Where Dan and I agree, however, is the crucial role of domestic politics. For if you look at the failures listed above, what is striking is that most of them are heavily shaped by domestic constraints. Doing something serious about climate change would have real consequences for business and consumers, and that wasn't going to happen when we are teetering on the brink of another recession. Making progress on Israel-Palestine or on Iran would require bringing in a new Middle East team and taking on the Israel lobby (including the Christianist wing of the GOP), and Obama abandoned that course after the Cairo speech in June 2009. His decisions to escalate in Afghanistan and to try to stay in Iraq were clearly shaped by domestic political concerns, and especially the perennial Democratic fear of being perceived as "weak" on national security. Trade liberalization is always a contentious issue here at home, and especially tough to tackle with a weak economy.
In short, Dan's broader point about Obama's foreign policy successes is insightful: the president has done well in those relatively minor areas where domestic politics do not loom large and where he can exercise unilateral authority.

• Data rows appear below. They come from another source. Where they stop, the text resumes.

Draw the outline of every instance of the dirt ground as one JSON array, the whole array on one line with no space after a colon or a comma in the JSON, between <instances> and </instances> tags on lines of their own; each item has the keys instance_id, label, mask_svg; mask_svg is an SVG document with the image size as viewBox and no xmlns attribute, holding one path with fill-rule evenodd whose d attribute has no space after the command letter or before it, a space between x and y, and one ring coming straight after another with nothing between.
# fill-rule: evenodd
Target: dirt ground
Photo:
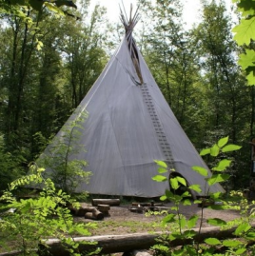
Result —
<instances>
[{"instance_id":1,"label":"dirt ground","mask_svg":"<svg viewBox=\"0 0 255 256\"><path fill-rule=\"evenodd\" d=\"M170 210L173 204L165 204L164 207L168 208L168 212L174 213L174 211ZM162 231L162 226L160 226L160 223L166 214L147 216L146 212L131 212L129 210L130 207L131 205L110 207L109 216L105 217L102 221L93 221L82 217L76 218L76 221L96 224L98 227L90 230L92 235L118 235ZM202 209L194 204L186 207L182 206L180 207L180 213L185 215L186 218L197 214L201 219ZM203 216L202 226L206 227L210 226L206 223L206 219L208 218L220 218L227 222L240 217L240 214L237 210L213 210L210 208L204 208Z\"/></svg>"}]
</instances>

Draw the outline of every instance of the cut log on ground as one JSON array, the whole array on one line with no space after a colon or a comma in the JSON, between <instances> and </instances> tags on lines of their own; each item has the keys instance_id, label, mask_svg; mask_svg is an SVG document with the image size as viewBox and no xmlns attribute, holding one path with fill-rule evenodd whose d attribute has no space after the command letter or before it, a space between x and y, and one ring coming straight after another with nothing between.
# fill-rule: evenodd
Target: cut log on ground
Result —
<instances>
[{"instance_id":1,"label":"cut log on ground","mask_svg":"<svg viewBox=\"0 0 255 256\"><path fill-rule=\"evenodd\" d=\"M96 208L94 208L92 210L92 212L86 212L85 215L84 215L84 217L86 219L99 220L100 221L100 220L103 220L105 216L104 216L104 214L101 211L99 211Z\"/></svg>"},{"instance_id":2,"label":"cut log on ground","mask_svg":"<svg viewBox=\"0 0 255 256\"><path fill-rule=\"evenodd\" d=\"M69 207L69 209L75 216L84 217L87 212L92 212L96 208L93 207L80 207L79 208L74 208L72 206Z\"/></svg>"},{"instance_id":3,"label":"cut log on ground","mask_svg":"<svg viewBox=\"0 0 255 256\"><path fill-rule=\"evenodd\" d=\"M110 209L109 205L98 205L97 209L101 211L104 214L104 216L109 216L109 213L108 213Z\"/></svg>"},{"instance_id":4,"label":"cut log on ground","mask_svg":"<svg viewBox=\"0 0 255 256\"><path fill-rule=\"evenodd\" d=\"M123 256L151 256L151 254L147 250L131 250L123 253Z\"/></svg>"},{"instance_id":5,"label":"cut log on ground","mask_svg":"<svg viewBox=\"0 0 255 256\"><path fill-rule=\"evenodd\" d=\"M186 241L176 239L168 241L169 246L177 246L184 244L191 244L193 241L202 243L206 238L214 237L218 239L233 238L236 227L228 230L220 230L219 227L206 227L201 230L200 234L195 235L192 239ZM198 228L194 229L198 231ZM79 246L81 252L101 247L103 254L125 252L130 250L149 249L151 246L159 243L157 238L167 235L167 233L157 232L155 234L136 233L127 235L111 235L111 236L93 236L93 237L79 237L75 238L77 242L97 242L97 245L84 245ZM48 251L54 256L69 256L69 252L65 250L58 239L49 239L46 241Z\"/></svg>"},{"instance_id":6,"label":"cut log on ground","mask_svg":"<svg viewBox=\"0 0 255 256\"><path fill-rule=\"evenodd\" d=\"M110 207L120 206L120 199L92 199L92 206L97 207L98 205L108 205Z\"/></svg>"}]
</instances>

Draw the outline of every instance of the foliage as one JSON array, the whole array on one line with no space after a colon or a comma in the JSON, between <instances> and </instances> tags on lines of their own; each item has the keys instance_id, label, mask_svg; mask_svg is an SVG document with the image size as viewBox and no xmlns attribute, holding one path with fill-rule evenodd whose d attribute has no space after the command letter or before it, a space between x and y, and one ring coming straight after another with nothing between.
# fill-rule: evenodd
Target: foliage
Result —
<instances>
[{"instance_id":1,"label":"foliage","mask_svg":"<svg viewBox=\"0 0 255 256\"><path fill-rule=\"evenodd\" d=\"M219 156L222 153L238 150L241 147L233 144L227 144L228 137L220 139L216 144L208 148L201 151L201 155L210 155L213 157ZM166 177L161 175L164 170L167 171L166 163L156 161L159 166L159 175L153 177L153 180L162 182ZM153 246L157 255L249 255L254 252L254 248L248 247L248 243L255 234L254 228L251 226L251 222L254 220L254 205L248 204L247 200L243 197L241 192L233 191L230 198L224 200L223 194L220 192L210 193L210 187L216 183L223 183L229 178L226 174L226 170L230 166L231 160L226 158L221 159L218 164L212 168L212 175L208 176L206 168L201 167L193 167L192 169L205 177L208 184L207 194L202 199L196 200L194 203L201 206L201 215L195 214L186 219L179 211L180 206L191 205L191 190L195 193L200 192L201 188L198 185L187 186L184 178L175 176L169 178L170 189L166 190L166 194L161 197L161 200L170 200L174 203L171 212L168 213L162 221L162 225L171 224L169 235L164 236L160 239L159 245ZM174 171L174 170L172 170ZM182 194L177 193L180 187L185 187L186 189ZM214 202L217 201L217 204ZM226 223L219 218L205 220L204 210L208 207L215 210L217 209L238 209L241 217L236 220ZM221 228L229 229L234 227L234 234L237 239L219 240L218 238L209 237L199 241L196 236L201 233L203 223L206 221L207 224L220 226ZM195 226L199 228L194 229ZM242 238L242 239L238 239ZM170 246L174 241L181 239L184 242L182 246ZM223 250L222 248L225 247ZM252 251L252 252L251 252ZM223 253L222 253L223 252Z\"/></svg>"},{"instance_id":2,"label":"foliage","mask_svg":"<svg viewBox=\"0 0 255 256\"><path fill-rule=\"evenodd\" d=\"M45 180L43 172L43 168L32 165L30 174L10 183L10 189L0 198L3 203L1 211L9 209L1 214L1 246L7 246L7 249L11 246L11 249L19 249L22 255L34 255L45 244L46 238L55 237L71 255L80 255L73 234L89 235L88 228L91 225L73 222L67 206L78 207L79 204L61 189L56 189L50 179ZM31 184L42 185L43 190L38 197L18 201L13 196L19 187Z\"/></svg>"},{"instance_id":3,"label":"foliage","mask_svg":"<svg viewBox=\"0 0 255 256\"><path fill-rule=\"evenodd\" d=\"M8 184L19 177L22 173L21 164L26 163L22 152L14 155L7 151L4 136L0 135L0 194L8 188Z\"/></svg>"},{"instance_id":4,"label":"foliage","mask_svg":"<svg viewBox=\"0 0 255 256\"><path fill-rule=\"evenodd\" d=\"M85 171L86 161L76 157L85 151L84 145L79 142L83 130L81 125L87 113L82 112L83 109L79 112L79 109L76 109L75 119L68 121L37 161L39 166L47 168L46 175L52 179L56 187L68 193L74 192L90 176L90 172Z\"/></svg>"},{"instance_id":5,"label":"foliage","mask_svg":"<svg viewBox=\"0 0 255 256\"><path fill-rule=\"evenodd\" d=\"M234 39L239 46L243 46L243 52L239 55L239 65L246 72L247 85L255 85L255 7L252 0L233 0L241 12L240 23L233 29Z\"/></svg>"},{"instance_id":6,"label":"foliage","mask_svg":"<svg viewBox=\"0 0 255 256\"><path fill-rule=\"evenodd\" d=\"M32 9L41 12L43 9L47 8L49 11L64 15L64 13L69 14L64 10L61 10L61 7L71 7L77 9L77 6L73 3L72 0L1 0L0 1L0 13L13 13L17 17L24 18L22 9ZM29 21L29 19L27 21Z\"/></svg>"}]
</instances>

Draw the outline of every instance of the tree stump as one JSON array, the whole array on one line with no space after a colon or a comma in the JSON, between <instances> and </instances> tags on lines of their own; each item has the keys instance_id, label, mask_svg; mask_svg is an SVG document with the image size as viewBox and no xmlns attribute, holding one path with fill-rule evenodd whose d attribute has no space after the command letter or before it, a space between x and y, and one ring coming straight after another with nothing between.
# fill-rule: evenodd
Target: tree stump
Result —
<instances>
[{"instance_id":1,"label":"tree stump","mask_svg":"<svg viewBox=\"0 0 255 256\"><path fill-rule=\"evenodd\" d=\"M101 211L104 214L104 216L109 216L108 213L110 209L109 205L98 205L97 209Z\"/></svg>"},{"instance_id":2,"label":"tree stump","mask_svg":"<svg viewBox=\"0 0 255 256\"><path fill-rule=\"evenodd\" d=\"M86 219L91 219L91 220L100 221L100 220L103 220L105 216L101 211L94 208L93 211L91 211L91 212L86 212L84 217Z\"/></svg>"},{"instance_id":3,"label":"tree stump","mask_svg":"<svg viewBox=\"0 0 255 256\"><path fill-rule=\"evenodd\" d=\"M108 205L111 207L120 206L120 199L92 199L92 206L97 207L98 205Z\"/></svg>"}]
</instances>

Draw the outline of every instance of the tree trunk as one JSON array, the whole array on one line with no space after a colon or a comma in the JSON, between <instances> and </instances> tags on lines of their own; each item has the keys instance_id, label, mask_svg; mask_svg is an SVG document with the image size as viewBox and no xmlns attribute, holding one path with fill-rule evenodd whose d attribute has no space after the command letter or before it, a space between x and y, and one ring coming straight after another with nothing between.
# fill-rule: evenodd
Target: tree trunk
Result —
<instances>
[{"instance_id":1,"label":"tree trunk","mask_svg":"<svg viewBox=\"0 0 255 256\"><path fill-rule=\"evenodd\" d=\"M121 204L120 199L92 199L92 206L97 207L98 205L108 205L111 207L117 207Z\"/></svg>"},{"instance_id":2,"label":"tree trunk","mask_svg":"<svg viewBox=\"0 0 255 256\"><path fill-rule=\"evenodd\" d=\"M253 225L253 226L255 226ZM181 240L176 239L174 241L168 241L169 246L178 246L184 244L192 244L194 241L203 243L206 238L226 239L236 237L233 232L236 227L232 227L227 230L220 230L220 227L205 227L201 230L201 233L196 234L192 239ZM194 229L198 232L198 228ZM93 237L77 237L74 238L76 242L97 242L96 245L81 244L79 246L79 251L92 250L97 247L102 248L101 253L116 253L125 252L130 250L148 249L153 245L159 243L157 238L166 235L167 233L157 232L154 234L147 233L136 233L127 235L108 235L108 236L93 236ZM54 256L69 256L69 253L61 245L58 239L49 239L46 241L48 251ZM1 256L1 255L0 255Z\"/></svg>"}]
</instances>

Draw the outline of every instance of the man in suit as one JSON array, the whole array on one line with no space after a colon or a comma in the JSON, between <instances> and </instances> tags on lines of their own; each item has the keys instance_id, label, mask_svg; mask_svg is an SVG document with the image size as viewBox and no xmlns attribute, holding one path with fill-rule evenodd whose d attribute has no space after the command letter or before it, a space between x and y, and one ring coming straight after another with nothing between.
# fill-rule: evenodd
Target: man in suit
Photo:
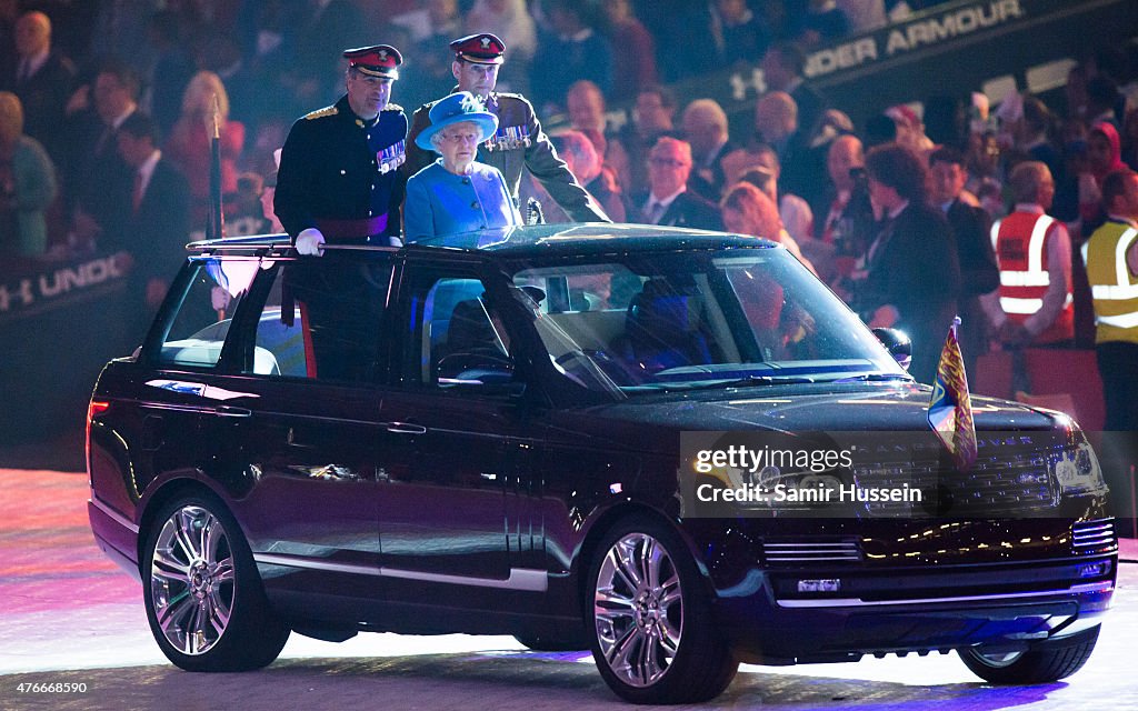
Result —
<instances>
[{"instance_id":1,"label":"man in suit","mask_svg":"<svg viewBox=\"0 0 1138 711\"><path fill-rule=\"evenodd\" d=\"M687 190L692 173L692 147L685 141L663 137L648 154L648 181L651 190L633 201L645 224L721 230L719 208Z\"/></svg>"},{"instance_id":2,"label":"man in suit","mask_svg":"<svg viewBox=\"0 0 1138 711\"><path fill-rule=\"evenodd\" d=\"M374 44L344 58L344 96L298 118L281 150L273 206L303 255L398 242L407 117L390 98L403 56Z\"/></svg>"},{"instance_id":3,"label":"man in suit","mask_svg":"<svg viewBox=\"0 0 1138 711\"><path fill-rule=\"evenodd\" d=\"M0 77L24 106L24 133L40 141L51 160L63 163L64 107L75 82L75 66L51 49L51 20L38 10L16 20L17 61L10 76Z\"/></svg>"},{"instance_id":4,"label":"man in suit","mask_svg":"<svg viewBox=\"0 0 1138 711\"><path fill-rule=\"evenodd\" d=\"M130 217L132 174L117 149L116 134L138 110L139 78L108 61L94 77L93 107L71 126L67 189L75 199L73 232L84 240L114 241Z\"/></svg>"},{"instance_id":5,"label":"man in suit","mask_svg":"<svg viewBox=\"0 0 1138 711\"><path fill-rule=\"evenodd\" d=\"M999 267L989 237L991 223L983 208L960 197L968 174L959 150L950 147L934 150L929 156L929 174L930 201L945 213L956 238L956 256L960 261L960 350L965 372L973 379L976 358L988 350L988 319L980 307L980 295L999 288Z\"/></svg>"},{"instance_id":6,"label":"man in suit","mask_svg":"<svg viewBox=\"0 0 1138 711\"><path fill-rule=\"evenodd\" d=\"M131 170L130 216L116 246L133 259L132 307L142 322L162 304L190 233L189 184L163 159L157 135L150 117L135 111L115 137Z\"/></svg>"},{"instance_id":7,"label":"man in suit","mask_svg":"<svg viewBox=\"0 0 1138 711\"><path fill-rule=\"evenodd\" d=\"M785 91L794 99L801 139L803 143L809 143L818 127L822 113L826 110L827 101L817 89L802 78L806 55L793 42L778 42L772 44L762 55L760 66L768 91Z\"/></svg>"},{"instance_id":8,"label":"man in suit","mask_svg":"<svg viewBox=\"0 0 1138 711\"><path fill-rule=\"evenodd\" d=\"M871 326L898 328L913 339L909 373L931 383L956 315L960 266L953 230L925 202L925 166L897 143L866 154L869 199L882 228L869 246L856 306Z\"/></svg>"},{"instance_id":9,"label":"man in suit","mask_svg":"<svg viewBox=\"0 0 1138 711\"><path fill-rule=\"evenodd\" d=\"M604 210L580 187L564 160L558 157L526 97L494 91L505 55L502 40L488 33L472 34L451 42L451 50L454 52L451 72L459 82L453 91L469 91L498 118L497 133L483 141L476 159L502 172L514 200L518 199L525 168L574 222L609 222ZM409 176L435 162L432 152L415 144L415 138L430 125L430 109L435 104L420 106L411 119L407 134Z\"/></svg>"},{"instance_id":10,"label":"man in suit","mask_svg":"<svg viewBox=\"0 0 1138 711\"><path fill-rule=\"evenodd\" d=\"M682 125L694 162L687 187L718 201L724 187L723 158L735 150L727 133L727 114L714 99L696 99L684 109Z\"/></svg>"}]
</instances>

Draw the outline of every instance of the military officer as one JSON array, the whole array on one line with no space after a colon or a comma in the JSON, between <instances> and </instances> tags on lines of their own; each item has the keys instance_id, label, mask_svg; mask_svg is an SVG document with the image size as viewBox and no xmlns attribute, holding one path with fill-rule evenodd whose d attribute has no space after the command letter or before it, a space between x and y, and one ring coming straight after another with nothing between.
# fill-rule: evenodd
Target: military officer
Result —
<instances>
[{"instance_id":1,"label":"military officer","mask_svg":"<svg viewBox=\"0 0 1138 711\"><path fill-rule=\"evenodd\" d=\"M505 53L502 40L488 33L472 34L451 42L451 50L454 51L451 72L459 82L453 91L469 91L498 118L497 132L478 148L478 162L502 172L516 201L525 167L574 221L610 222L558 157L529 101L518 93L494 91ZM419 134L430 125L430 109L435 104L419 107L412 117L407 135L407 175L418 173L435 160L434 154L415 144Z\"/></svg>"},{"instance_id":2,"label":"military officer","mask_svg":"<svg viewBox=\"0 0 1138 711\"><path fill-rule=\"evenodd\" d=\"M407 118L389 104L403 57L387 44L349 49L340 100L292 124L273 208L297 251L329 243L398 243Z\"/></svg>"}]
</instances>

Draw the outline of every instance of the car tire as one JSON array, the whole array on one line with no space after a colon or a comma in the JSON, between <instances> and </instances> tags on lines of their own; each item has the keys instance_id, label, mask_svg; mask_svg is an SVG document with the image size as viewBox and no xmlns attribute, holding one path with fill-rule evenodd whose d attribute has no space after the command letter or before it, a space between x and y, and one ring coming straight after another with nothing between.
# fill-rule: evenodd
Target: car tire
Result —
<instances>
[{"instance_id":1,"label":"car tire","mask_svg":"<svg viewBox=\"0 0 1138 711\"><path fill-rule=\"evenodd\" d=\"M974 675L992 684L1049 684L1079 671L1098 640L1099 627L1048 639L1024 652L984 653L983 646L959 650L960 660Z\"/></svg>"},{"instance_id":2,"label":"car tire","mask_svg":"<svg viewBox=\"0 0 1138 711\"><path fill-rule=\"evenodd\" d=\"M150 631L166 658L187 671L259 669L288 640L240 527L213 496L182 496L162 506L141 572Z\"/></svg>"},{"instance_id":3,"label":"car tire","mask_svg":"<svg viewBox=\"0 0 1138 711\"><path fill-rule=\"evenodd\" d=\"M719 695L739 662L712 625L706 581L679 535L649 516L610 529L588 572L586 629L596 667L633 703Z\"/></svg>"}]
</instances>

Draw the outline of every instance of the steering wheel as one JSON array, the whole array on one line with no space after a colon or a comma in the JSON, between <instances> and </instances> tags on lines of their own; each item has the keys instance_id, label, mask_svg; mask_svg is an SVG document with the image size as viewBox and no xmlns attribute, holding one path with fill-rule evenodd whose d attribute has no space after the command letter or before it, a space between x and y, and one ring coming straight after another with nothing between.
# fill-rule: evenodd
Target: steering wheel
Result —
<instances>
[{"instance_id":1,"label":"steering wheel","mask_svg":"<svg viewBox=\"0 0 1138 711\"><path fill-rule=\"evenodd\" d=\"M460 350L438 359L435 373L440 378L457 378L469 371L513 372L513 361L497 348Z\"/></svg>"},{"instance_id":2,"label":"steering wheel","mask_svg":"<svg viewBox=\"0 0 1138 711\"><path fill-rule=\"evenodd\" d=\"M595 348L567 350L553 358L553 364L564 371L566 375L589 389L596 389L588 385L588 382L595 382L600 379L596 371L617 385L627 385L634 381L628 370L619 361L615 361L604 350Z\"/></svg>"}]
</instances>

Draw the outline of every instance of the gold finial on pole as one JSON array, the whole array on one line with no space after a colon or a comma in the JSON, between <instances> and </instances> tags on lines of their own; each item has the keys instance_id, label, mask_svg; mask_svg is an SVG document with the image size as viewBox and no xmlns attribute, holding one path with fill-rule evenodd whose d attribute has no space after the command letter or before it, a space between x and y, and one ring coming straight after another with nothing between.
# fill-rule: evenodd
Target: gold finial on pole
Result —
<instances>
[{"instance_id":1,"label":"gold finial on pole","mask_svg":"<svg viewBox=\"0 0 1138 711\"><path fill-rule=\"evenodd\" d=\"M214 121L213 121L213 137L215 139L221 139L221 100L217 99L217 94L214 93Z\"/></svg>"}]
</instances>

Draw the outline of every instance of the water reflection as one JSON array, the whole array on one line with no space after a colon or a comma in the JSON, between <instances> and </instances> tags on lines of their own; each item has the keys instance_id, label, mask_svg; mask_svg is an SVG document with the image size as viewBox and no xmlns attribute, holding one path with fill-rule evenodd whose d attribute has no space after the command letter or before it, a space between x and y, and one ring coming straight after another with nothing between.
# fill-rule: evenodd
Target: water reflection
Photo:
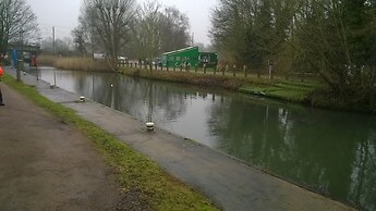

But on the more important and more difficult issues where you would have to convince the American people to follow a new path, he's come up mostly empty.
There is one other "success" that Obama can claim, however, and it forms a revealing subtext to Dan's original post. By combining a center-right approach to foreign policy (akin to Bush's second term) with the inclusive and idealistic rhetoric of Clinton-style multilateralism, Obama has taken foreign policy entirely off the table for the 2012 election. It was never going to be a major issue anyway given the state of the economy, but the GOP simply doesn't have any foreign policy issues on which to attack him without sounding either ignorant or unhinged. That's good news for the president's prospects for re-election, but it won't give foreign policy mavens like Dan and me much to argue about during the campaign itself. Not that this will stop us, of course.